3D Scene Rendering with Multimodal Gaussian Splatting
3D scene reconstruction and rendering are core tasks in computer vision, with applications spanning industrial monitoring, robotics, and autonomous driving. Recent advances in 3D Gaussian Splatting (GS) and its variants have achieved impressive rendering fidelity while maintaining high computational and memory efficiency. However, conventional vision-based GS pipelines typically rely on a sufficient number of camera views to initialize the Gaussian primitives and train their parameters, typically incurring additional processing cost during initialization while falling short in conditions where visual cues are unreliable, such as adverse weather, low illumination, or partial occlusions. To cope with these challenges, and motivated by the robustness of radio-frequency (RF) signals to weather, lighting, and occlusions, we introduce a multimodal framework that integrates RF sensing, such as automotive radar, with GS-based rendering as a more efficient and robust alternative to vision-only GS rendering. The proposed approach enables efficient depth prediction from only sparse RF-based depth measurements, yielding a high-quality 3D point cloud for initializing Gaussian functions across diverse GS architectures. Numerical tests demonstrate the merits of judiciously incorporating RF sensing into GS pipelines, achieving high-fidelity 3D scene rendering driven by RF-informed structural accuracy.
💡 Research Summary
The paper introduces a multimodal framework that augments 3D Gaussian Splatting (GS) with radio‑frequency (RF) sensing, specifically automotive radar, to achieve robust and efficient scene reconstruction and rendering. Traditional GS pipelines rely heavily on a large set of calibrated camera views to generate an initial 3D point cloud (PC) via Structure‑from‑Motion (SfM) or pretrained depth models. This dependence creates two major problems: (1) high computational overhead during PC generation, and (2) severe performance degradation under adverse conditions such as rain, fog, low illumination, or occlusions, where visual cues become unreliable.
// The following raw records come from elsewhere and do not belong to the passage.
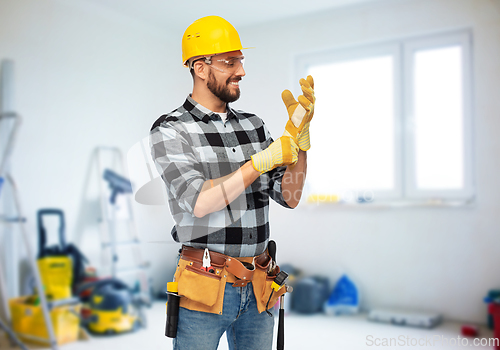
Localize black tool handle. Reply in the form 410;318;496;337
165;292;180;338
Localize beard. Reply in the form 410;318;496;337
207;69;240;103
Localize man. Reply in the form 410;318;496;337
150;16;314;350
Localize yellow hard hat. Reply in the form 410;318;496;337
182;16;250;67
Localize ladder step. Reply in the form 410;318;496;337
116;262;149;273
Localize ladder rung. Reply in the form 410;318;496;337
0;215;26;222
To address these issues, the authors propose using a single radar transmission that yields sparse depth measurements at known azimuth/elevation angles. The core technical contribution is a localized Gaussian Process (GP) approach for depth‑map reconstruction. Instead of a global GP—which scales cubically with the number of measurements (O(T³)) and suffers from poor extrapolation—the scene space is partitioned into non‑overlapping regions. Each region hosts an independent GP trained only on the measurements that fall inside it. This localization yields three benefits: (i) distant measurements, which have negligible influence, are ignored, improving prediction accuracy; (ii) computational complexity drops to the sum of cubic terms for each region, dramatically reducing runtime; and (iii) uncertainty estimates become more calibrated because each GP operates on a locally relevant data subset. An RBF kernel is employed, with region‑specific length‑scale hyper‑parameters optimized via marginal likelihood maximization.
The reconstructed depth map is converted into a 3D point cloud, which directly initializes the means and covariances of the anisotropic Gaussians used in GS. The subsequent GS optimization (color, opacity, view‑dependent appearance) proceeds exactly as in the original 3DGS pipeline, using only a modest number of training images (12 in the experiments).
Experiments are conducted on the View‑of‑Delft urban driving dataset, which provides synchronized RGB images and radar returns. The authors compare three configurations: (a) a vision‑only baseline where the PC is built with COLMAP; (b) a hybrid pipeline using the proposed localized GP depth reconstruction; and (c) a global‑GP depth predictor for reference. Results show that the localized GP reduces depth prediction error by roughly 15 % relative to the global GP and cuts inference time by more than 70 %. When the RF‑derived PC is fed into GS, the final rendered images achieve higher PSNR (≈31.2 dB) and SSIM than the vision‑only baseline (≈29.8 dB), despite using far fewer training views. Under simulated adverse weather (low light, rain), the radar‑augmented pipeline maintains visual fidelity, whereas the vision‑only method suffers from blur and artifacts.
The paper’s contributions are threefold: (1) an efficient radar‑based depth prediction module that replaces costly SfM or deep‑learning depth estimators; (2) a principled localized GP framework that offers scalable, uncertainty‑aware depth reconstruction from sparse RF data; (3) empirical evidence that integrating RF sensing into GS pipelines yields both computational savings and higher rendering quality.
Limitations include the inherent resolution constraints of automotive radar, the need for a predefined spatial partitioning scheme, and the current focus on using RF only for PC initialization rather than joint multimodal optimization. Future work is outlined to explore adaptive region partitioning, joint training of RF, LiDAR, and vision modalities, and real‑time deployment on autonomous platforms. Overall, the study demonstrates that RF‑informed depth can substantially strengthen Gaussian‑splatting‑based rendering, especially in conditions where pure vision pipelines falter.